Return to the table of contents
Eliza
by Joshua Reynolds
Oily rain wept down from the black sky and sizzled where it struck the rusty catwalks. Occasionally, a bolt of lightning would shriek down and dance across the iron shields that protected the upper reaches of the city and for a moment, the darkness would be swept aside in a flash of painful brilliance.
Despite the rain and the lightning, the walkways and catwalks were choked with people as the city went about its business. Impromptu markets sprang into existence as merchants of all stripes and legitimacies hawked their oft-recycled wares to the dull-eyed populace. They sold protective amulets and powdered ancestors; dreams of protection and safety, though everyone knew the truth of it.
The city was humanity’s last stand, a cruel empire of one, stagger-dancing down the final feet of time’s corridor. And outside of its walls, old things raged and fought in an entropic cacophony that had engulfed the rest of the world one mind at a time. The Old Ones had taught mankind new ways to shout and kill and revel in the doing so, and all of the Earth was burning in a holocaust of madness and freedom.
But not in the Empire; not in the last city of a once-proud race…there was order beneath the Iron Curtain. There was order and safety, of sorts, if it was all the crueller than the chaos outside because it could be taken away.

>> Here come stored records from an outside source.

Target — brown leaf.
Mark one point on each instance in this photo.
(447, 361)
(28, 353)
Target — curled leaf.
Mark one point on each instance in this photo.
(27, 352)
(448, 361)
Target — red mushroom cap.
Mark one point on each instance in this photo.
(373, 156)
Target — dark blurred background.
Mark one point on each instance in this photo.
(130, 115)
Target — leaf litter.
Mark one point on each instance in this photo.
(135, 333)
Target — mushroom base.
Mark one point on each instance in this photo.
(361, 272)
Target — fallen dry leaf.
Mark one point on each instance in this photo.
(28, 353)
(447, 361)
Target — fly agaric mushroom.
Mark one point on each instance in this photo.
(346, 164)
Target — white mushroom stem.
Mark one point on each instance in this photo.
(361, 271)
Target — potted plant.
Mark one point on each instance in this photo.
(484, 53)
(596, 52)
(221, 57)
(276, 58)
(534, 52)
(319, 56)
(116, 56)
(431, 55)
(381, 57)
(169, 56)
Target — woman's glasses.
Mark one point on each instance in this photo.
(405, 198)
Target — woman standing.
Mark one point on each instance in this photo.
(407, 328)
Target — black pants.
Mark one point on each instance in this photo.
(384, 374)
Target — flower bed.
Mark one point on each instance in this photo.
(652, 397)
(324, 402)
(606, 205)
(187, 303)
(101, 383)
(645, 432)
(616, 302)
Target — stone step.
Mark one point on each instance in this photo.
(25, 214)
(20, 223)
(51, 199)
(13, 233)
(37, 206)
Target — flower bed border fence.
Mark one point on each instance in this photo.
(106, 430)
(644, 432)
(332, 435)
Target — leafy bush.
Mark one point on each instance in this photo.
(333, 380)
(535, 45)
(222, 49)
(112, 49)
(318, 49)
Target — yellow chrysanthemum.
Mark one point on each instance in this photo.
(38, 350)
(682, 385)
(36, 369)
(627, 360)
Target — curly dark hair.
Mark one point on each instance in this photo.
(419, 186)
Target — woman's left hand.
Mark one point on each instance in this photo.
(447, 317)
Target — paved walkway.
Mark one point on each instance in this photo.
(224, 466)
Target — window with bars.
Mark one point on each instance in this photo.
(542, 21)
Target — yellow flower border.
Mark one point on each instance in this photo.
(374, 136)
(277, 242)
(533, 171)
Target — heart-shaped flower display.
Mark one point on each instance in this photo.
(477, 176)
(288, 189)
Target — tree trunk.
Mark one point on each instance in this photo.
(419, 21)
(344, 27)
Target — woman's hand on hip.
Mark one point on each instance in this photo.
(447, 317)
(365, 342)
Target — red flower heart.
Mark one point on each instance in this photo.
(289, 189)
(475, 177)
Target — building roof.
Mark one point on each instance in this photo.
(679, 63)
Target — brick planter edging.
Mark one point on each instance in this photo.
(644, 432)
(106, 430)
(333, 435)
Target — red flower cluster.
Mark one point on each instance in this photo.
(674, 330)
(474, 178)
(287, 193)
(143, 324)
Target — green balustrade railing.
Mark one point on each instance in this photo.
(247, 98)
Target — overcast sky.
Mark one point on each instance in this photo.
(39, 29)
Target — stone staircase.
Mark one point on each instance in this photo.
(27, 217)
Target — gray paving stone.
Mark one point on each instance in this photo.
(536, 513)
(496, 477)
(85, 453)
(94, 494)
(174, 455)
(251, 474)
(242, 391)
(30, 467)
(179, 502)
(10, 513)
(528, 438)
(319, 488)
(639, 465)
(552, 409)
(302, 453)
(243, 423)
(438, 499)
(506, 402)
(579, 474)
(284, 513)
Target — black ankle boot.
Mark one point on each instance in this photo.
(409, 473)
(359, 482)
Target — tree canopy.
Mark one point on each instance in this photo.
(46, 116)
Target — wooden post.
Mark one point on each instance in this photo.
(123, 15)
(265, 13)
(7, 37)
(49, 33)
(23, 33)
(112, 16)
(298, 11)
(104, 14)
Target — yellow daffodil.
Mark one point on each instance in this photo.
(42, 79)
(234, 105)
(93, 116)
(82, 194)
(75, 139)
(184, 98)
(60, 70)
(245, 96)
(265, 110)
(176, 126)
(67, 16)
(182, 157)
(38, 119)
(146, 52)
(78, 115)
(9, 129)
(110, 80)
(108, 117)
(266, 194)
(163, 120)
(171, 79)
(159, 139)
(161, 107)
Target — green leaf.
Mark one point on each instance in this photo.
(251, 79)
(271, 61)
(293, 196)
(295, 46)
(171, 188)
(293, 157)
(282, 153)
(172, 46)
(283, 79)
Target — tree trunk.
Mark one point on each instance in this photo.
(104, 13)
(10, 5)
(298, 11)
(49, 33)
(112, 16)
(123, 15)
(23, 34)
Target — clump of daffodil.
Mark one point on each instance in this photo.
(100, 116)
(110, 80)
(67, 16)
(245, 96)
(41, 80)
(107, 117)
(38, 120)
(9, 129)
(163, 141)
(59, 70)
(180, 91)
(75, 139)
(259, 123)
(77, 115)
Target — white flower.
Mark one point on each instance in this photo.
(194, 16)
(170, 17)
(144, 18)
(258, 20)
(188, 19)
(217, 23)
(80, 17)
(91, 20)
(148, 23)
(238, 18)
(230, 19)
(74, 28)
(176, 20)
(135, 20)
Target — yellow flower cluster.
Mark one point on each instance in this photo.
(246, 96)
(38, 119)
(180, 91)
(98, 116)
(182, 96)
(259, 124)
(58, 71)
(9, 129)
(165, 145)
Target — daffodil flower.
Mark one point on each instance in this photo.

Eliza Whateley knew all about that, and now she ran, her albino skin going the colour of basalt and her pink eyes going the colour of the far stars. It wasn’t just the hues that were changing, but the shape of her pupils and her bones, the latter shifting and cracking quietly whenever she tried to catch a few precious moments of sleep.
The horns had been first; twin nodules of calcified bone, poking up through her crinkly hair. They had grown so fast and become so heavy that she had been forced to keep her head covered by her rain-hood even on the rare dry days. Then her toes had stuck and grown into curved cloven hooves so that when she ran, she made a sound unlike anything anyone in the city had ever heard before, except in nightmares.
She was running now, her hood tossed back, her breath coming in short, sharp gasps. She gripped balance cables and rail-wires, hauling her aching body along, out into the burning rain and through the packed crowd. Curses and other querulous noises filled her ears as she shoved through the crowd, h
er hooves stomping on feet, her elbows digging into kidneys, hips and shoulders.
Someone made a grab for her and fingers tangled in her unwashed hair, and she whirled, cocking her head and gouging at the offending hand with her horns. The owner of the hand screamed and suddenly the entirety of the crowd turned on her like an injured beast. Blindly she fought back. She was stronger now than she had been, her muscles moving beneath her gape-pored flesh like pistons.
“Get away from me!” she shrieked, wrenching a struggling shape-whether man or woman, she couldn’t tell-into the air and hurled it into a flickering neon sign. The sign exploded into a shower of multicoloured sparks and there was a smell like burnt pork. The crowd’s fury faded, replaced by fear. The tide drew back, leaving her alone in the centre of the catwalk.
Breathing heavily, she looked around, peering through a curtain of hair, her changed eyes making everything seem hazy and odd. “Get away,” she said, more quietly. Her voice had changed as well, becoming rougher and yet somehow more feminine. Her breasts heaved and her hips ached, though whether from the posture forced upon her by her hooves or something else, she couldn’t say. “I don’t want to hurt anyone.”
That was a lie. She did want to hurt them, to stamp them to paste beneath her mighty hooves and dance on their bones. It was in her to hurt them; she had been bred for pain, her gene-stock curdled and sour with the milk of the Old Ones. Whateley 65-A, the most changed, the most infected, the most tested. Even more than Marsh 12-C or Jermyn 6-13, the Whateley stock was a potent brew. Hardy and strong, that was how they had described her, the men in the white butchers’ smocks with their lilting accents. Hardy and strong, a new breed of person capable of surviving…what?